# Remembering a Fallen Shipmate



## tinker_52 (Dec 22, 2008)

December 20 marked the 19th Anniversary of Operation Just Cause. I dedicate this to one who gave his life there.
Navy Chief Engineman Donald McFaul and I got acquainted while attending DLI. I was checking in, and he was about to be finishing up and heading to his next PCS. I would be assigned to relieve him of his collateral duties as Section Leader. Don was real easy-going, and I really appreciated how, although he'd be out of there in a couple weeks, after he'd wrapped up finals, he was willing to take time to break it down for me, with his recommendations for administrating the Duty Section. Got in a couple good runs 'n PT's. He took that extra time, and it was then, we got talking, and realized he was returning to serve with my former 'Team.  We talked some about that, compared notes, me remarking that if I'd have taken a different language, I'd probably be going back there, too.  We said so long a few days later, and I got busy with the 'Course.  It wasn't 'til I was home next Christmas, that I picked up the paper and learned of Don's part in OJC and how things had gone. 
Don picked up the tab, paid the account, which came due for ridding our Hemisphere of the villain Noriega. 
Don, you are missed. We owe you and the rest. Thank you for your service, sacrifice and everything.


----------



## 8'Duece (Dec 22, 2008)

May he be resting peacefully. 

Paitilla Airfield was not spot for Seal Team IV that morning. 

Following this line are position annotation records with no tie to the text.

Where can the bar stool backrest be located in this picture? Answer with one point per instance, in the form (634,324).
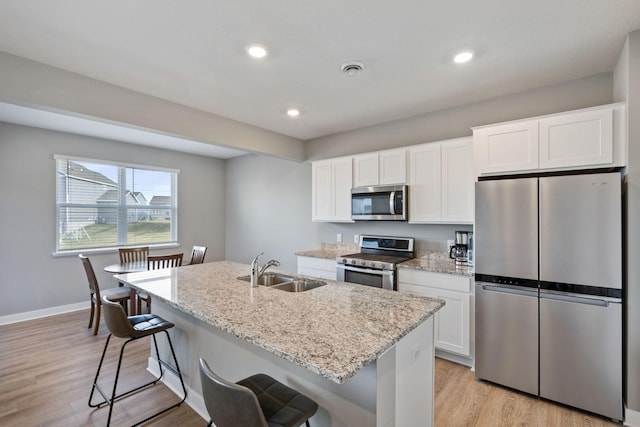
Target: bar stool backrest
(197,254)
(229,404)
(157,262)
(116,319)
(133,254)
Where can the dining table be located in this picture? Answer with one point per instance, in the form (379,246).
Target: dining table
(128,267)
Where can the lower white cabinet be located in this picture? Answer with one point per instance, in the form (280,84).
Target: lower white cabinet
(453,321)
(317,267)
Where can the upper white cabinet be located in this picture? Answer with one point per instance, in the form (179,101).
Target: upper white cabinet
(583,138)
(589,138)
(441,182)
(380,168)
(507,148)
(331,189)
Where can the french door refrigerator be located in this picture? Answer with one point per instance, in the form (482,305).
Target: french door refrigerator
(549,288)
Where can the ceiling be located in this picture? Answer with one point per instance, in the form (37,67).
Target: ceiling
(192,52)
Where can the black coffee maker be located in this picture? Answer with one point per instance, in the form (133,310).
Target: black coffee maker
(462,249)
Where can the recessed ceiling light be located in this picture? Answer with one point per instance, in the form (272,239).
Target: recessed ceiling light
(463,57)
(256,51)
(352,68)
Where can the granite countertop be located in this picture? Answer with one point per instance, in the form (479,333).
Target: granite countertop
(333,330)
(433,262)
(435,265)
(330,251)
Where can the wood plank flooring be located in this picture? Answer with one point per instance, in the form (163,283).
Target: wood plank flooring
(47,368)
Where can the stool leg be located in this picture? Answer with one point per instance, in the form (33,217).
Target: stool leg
(115,383)
(175,359)
(95,380)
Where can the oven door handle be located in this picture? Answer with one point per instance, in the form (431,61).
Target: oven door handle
(366,270)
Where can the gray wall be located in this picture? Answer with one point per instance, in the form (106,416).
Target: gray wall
(456,122)
(31,278)
(30,83)
(269,199)
(268,209)
(627,88)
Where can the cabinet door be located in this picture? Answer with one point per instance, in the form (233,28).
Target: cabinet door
(579,139)
(457,181)
(331,190)
(425,187)
(365,170)
(393,167)
(452,323)
(317,267)
(342,182)
(507,148)
(322,191)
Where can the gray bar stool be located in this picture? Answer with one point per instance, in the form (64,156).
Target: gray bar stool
(133,328)
(257,401)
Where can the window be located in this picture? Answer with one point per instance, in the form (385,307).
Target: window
(104,205)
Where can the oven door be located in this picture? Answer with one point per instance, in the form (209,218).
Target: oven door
(384,279)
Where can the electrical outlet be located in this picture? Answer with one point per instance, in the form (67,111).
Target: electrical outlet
(415,353)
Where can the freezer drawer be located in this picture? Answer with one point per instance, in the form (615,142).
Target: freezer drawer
(581,353)
(507,336)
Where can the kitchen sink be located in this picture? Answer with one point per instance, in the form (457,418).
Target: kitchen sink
(299,285)
(269,279)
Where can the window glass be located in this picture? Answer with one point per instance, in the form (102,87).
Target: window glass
(103,205)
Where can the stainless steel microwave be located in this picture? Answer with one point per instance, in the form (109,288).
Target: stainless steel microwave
(380,203)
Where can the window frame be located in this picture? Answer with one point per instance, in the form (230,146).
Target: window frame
(122,209)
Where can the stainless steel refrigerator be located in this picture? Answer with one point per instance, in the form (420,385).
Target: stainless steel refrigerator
(549,288)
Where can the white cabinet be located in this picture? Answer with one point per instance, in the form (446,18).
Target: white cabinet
(317,267)
(584,138)
(453,321)
(589,138)
(380,168)
(441,182)
(331,189)
(507,148)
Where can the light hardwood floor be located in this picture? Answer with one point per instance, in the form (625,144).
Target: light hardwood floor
(47,368)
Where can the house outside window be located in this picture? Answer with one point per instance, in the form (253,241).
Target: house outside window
(107,205)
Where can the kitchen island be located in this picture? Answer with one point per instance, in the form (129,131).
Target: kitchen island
(365,355)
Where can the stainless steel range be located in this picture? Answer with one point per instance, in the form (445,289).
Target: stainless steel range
(375,264)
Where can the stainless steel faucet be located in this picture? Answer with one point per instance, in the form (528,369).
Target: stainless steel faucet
(256,272)
(255,275)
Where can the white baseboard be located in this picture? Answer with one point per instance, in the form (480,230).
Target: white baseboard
(631,418)
(36,314)
(171,380)
(454,358)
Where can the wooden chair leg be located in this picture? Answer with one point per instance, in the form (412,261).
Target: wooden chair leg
(93,308)
(95,329)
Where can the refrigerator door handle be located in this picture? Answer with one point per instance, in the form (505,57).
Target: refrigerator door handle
(575,299)
(510,290)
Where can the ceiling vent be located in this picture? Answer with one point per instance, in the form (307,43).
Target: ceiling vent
(352,68)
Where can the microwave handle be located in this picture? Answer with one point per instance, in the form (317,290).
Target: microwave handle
(392,202)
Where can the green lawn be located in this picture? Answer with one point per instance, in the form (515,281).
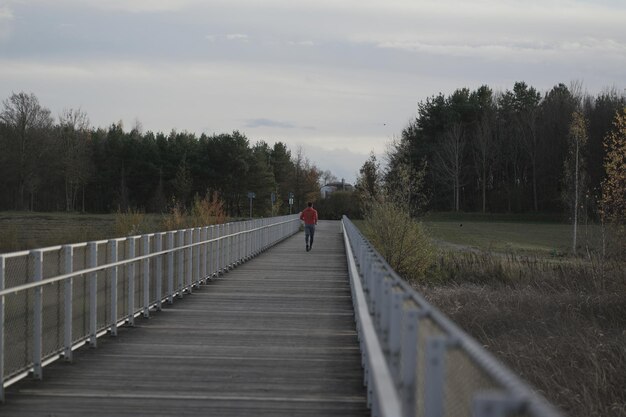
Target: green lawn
(506,233)
(28,230)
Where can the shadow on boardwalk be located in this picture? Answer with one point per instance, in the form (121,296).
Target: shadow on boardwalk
(273,337)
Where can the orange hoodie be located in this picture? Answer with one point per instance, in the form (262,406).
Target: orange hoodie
(309,215)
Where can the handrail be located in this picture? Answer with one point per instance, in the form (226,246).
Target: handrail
(136,259)
(437,368)
(54,300)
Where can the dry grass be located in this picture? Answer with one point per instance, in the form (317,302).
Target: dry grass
(560,325)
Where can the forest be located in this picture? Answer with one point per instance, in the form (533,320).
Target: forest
(479,150)
(69,166)
(503,152)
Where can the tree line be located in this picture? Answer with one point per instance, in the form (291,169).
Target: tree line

May they all rest in peace. 

Carlo's was paralyzed from the waiste down during that firefight and still to this day wins more marathons in his chair all across the country.


----------



## racing_kitty (Dec 23, 2008)

The sacrifice of your shipmate will never be forgotten, so long as there are those who would appreciate the freedom he helped to provide.  Prayers out to his family, and to you.


----------